Firmware Upgrades on DGX Spark (Talos Linux)

Talos Linux has no package manager and a read-only root filesystem, so fwupd cannot run natively. Firmware updates are performed via a privileged Kubernetes pod that installs fwupd at runtime, mounts the host's EFI System Partition, and stages UEFI capsule updates for the next reboot.

Quick Reference

# Deploy the fwupd pod on a specific node
task k8s:fwupd node=fairy-r02-dgx01

# Exec into the pod
kubectl exec -n kube-system -it fwupd-fairy-r02-dgx01 -- bash

# Check for available updates
fwupdtool get-updates

# Stage all updates (applied on next reboot)
fwupdtool update --no-reboot-check

# Clean up
kubectl delete pod -n kube-system fwupd-fairy-r02-dgx01

The task k8s:fwupd command creates a privileged pod pinned to the specified node, waits for it to be ready (fwupd is installed at startup), and prints the exec command. The pod name is derived from the node name (e.g., fwupd-fairy-r02-dgx01).

To update multiple nodes, clean up the pod and run the task again with a different node name. The pod uses restartPolicy: Never so it won't reschedule on its own.

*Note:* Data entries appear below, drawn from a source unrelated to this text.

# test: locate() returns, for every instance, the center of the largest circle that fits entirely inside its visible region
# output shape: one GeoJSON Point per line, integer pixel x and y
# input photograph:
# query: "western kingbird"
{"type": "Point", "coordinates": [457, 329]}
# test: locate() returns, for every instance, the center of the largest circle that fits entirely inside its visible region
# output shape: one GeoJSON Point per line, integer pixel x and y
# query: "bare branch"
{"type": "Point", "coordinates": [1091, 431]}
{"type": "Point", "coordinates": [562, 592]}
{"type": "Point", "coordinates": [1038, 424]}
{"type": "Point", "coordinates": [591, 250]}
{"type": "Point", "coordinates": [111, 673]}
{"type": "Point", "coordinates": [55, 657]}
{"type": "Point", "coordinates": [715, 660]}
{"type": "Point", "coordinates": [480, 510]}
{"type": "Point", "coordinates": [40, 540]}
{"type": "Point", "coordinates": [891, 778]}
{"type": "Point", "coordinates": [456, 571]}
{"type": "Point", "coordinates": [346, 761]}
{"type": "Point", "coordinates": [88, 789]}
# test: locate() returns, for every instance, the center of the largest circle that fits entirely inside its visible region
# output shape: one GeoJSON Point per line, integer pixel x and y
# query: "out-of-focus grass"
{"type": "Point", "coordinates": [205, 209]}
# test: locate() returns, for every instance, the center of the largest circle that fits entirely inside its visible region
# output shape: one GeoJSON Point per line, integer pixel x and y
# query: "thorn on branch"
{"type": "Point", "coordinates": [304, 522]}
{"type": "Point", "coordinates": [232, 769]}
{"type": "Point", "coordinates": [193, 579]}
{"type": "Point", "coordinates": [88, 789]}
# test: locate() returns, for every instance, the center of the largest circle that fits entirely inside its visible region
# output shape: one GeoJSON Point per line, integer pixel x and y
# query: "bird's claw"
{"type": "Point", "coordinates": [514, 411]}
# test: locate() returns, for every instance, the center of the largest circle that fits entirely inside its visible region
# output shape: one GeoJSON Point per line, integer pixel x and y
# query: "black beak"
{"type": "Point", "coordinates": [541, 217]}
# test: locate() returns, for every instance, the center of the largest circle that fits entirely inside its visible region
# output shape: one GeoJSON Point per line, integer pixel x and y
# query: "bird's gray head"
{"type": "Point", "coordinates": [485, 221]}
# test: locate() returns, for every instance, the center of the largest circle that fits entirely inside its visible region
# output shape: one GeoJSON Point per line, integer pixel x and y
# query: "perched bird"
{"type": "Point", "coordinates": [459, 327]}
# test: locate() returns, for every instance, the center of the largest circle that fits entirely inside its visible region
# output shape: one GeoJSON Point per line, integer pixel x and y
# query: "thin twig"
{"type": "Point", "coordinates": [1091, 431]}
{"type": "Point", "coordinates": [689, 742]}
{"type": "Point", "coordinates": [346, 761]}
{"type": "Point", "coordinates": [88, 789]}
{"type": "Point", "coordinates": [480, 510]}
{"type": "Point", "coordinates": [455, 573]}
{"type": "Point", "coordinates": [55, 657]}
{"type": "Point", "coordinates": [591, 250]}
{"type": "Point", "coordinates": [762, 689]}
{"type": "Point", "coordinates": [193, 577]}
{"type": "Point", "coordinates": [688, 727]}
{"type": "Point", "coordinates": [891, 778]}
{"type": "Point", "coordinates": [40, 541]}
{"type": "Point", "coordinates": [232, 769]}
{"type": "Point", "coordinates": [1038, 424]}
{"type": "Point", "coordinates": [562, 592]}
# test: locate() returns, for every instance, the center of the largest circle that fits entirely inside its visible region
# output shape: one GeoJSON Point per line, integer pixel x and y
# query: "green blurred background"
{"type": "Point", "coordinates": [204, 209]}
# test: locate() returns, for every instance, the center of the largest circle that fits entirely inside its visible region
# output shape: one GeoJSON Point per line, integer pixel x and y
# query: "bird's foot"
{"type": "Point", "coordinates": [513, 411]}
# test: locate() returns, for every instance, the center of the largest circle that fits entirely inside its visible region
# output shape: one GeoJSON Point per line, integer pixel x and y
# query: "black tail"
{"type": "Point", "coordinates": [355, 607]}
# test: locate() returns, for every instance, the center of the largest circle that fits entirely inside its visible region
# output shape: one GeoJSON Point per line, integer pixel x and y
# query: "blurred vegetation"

Updatable Firmware Components

The DGX Spark has the following firmware components accessible via fwupd/LVFS:

Component LVFS ID Update Method Notes
Embedded Controller NVIDIA DGX Spark EC UEFI capsule Board management controller
SoC Firmware NVIDIA DGX Spark SoC UEFI capsule UEFI + GPU VBIOS combined
USB-C PD Controller NVIDIA DGX Spark USBC UEFI capsule USB Type-C power delivery
NVMe (Samsung) UEFI capsule Rarely has updates on LVFS
UEFI dbx UEFI capsule Secure boot revocation list
ConnectX-7 NICs Not updatable via fwupd Use mlxfwmanager instead

Firmware Update History

Updated on fairy-r02-dgx01 from stock DGX OS (2026-04-13):

Component Before After LVFS Release
Embedded Controller 0x02004b03 0x02004e18 2026-03-13
SoC Firmware (UEFI+GPU) 0x02009009 0x0200941a 2026-02-24
USB-C PD Controller 0x00000500 0x00000507 2025-12-04

How It Works

The Pod

The pod is created by task k8s:fwupd (defined in .taskfiles/k8s/taskfile.yaml). On startup it:

  1. Installs fwupd and locales packages from Ubuntu repos
  2. Generates en_US.UTF-8 locale (fwupd output has Unicode box-drawing characters)
  3. Creates /boot/efi and mounts the ESP partition (/dev/nvme0n1p1)
  4. Sleeps forever, waiting for you to exec in and run commands

The pod requires:

  • Privileged mode — needed to access firmware interfaces and mount the ESP
  • hostPID — fwupd needs visibility into host processes
  • hostNetwork — fwupd downloads metadata and firmware from LVFS
  • Host volume mounts/sys/firmware, /sys/bus, /sys/class, /sys/devices, /dev, /run/udev for hardware enumeration
  • GPU toleration — DGX nodes have a nvidia.com/gpu NoSchedule taint

ESP Discovery

fwupd normally discovers the EFI System Partition via /etc/fstab or systemd mount units, neither of which exist on Talos. The workaround:

  • The FWUPD_UEFI_ESP_PATH=/boot/efi environment variable tells fwupd where the ESP is mounted
  • The startup script mounts /dev/nvme0n1p1 (the ESP) to /boot/efi

The startup script auto-detects the ESP by finding the first vfat partition via blkid. On DGX Spark this is /dev/nvme0n1p1; on other nodes it may differ.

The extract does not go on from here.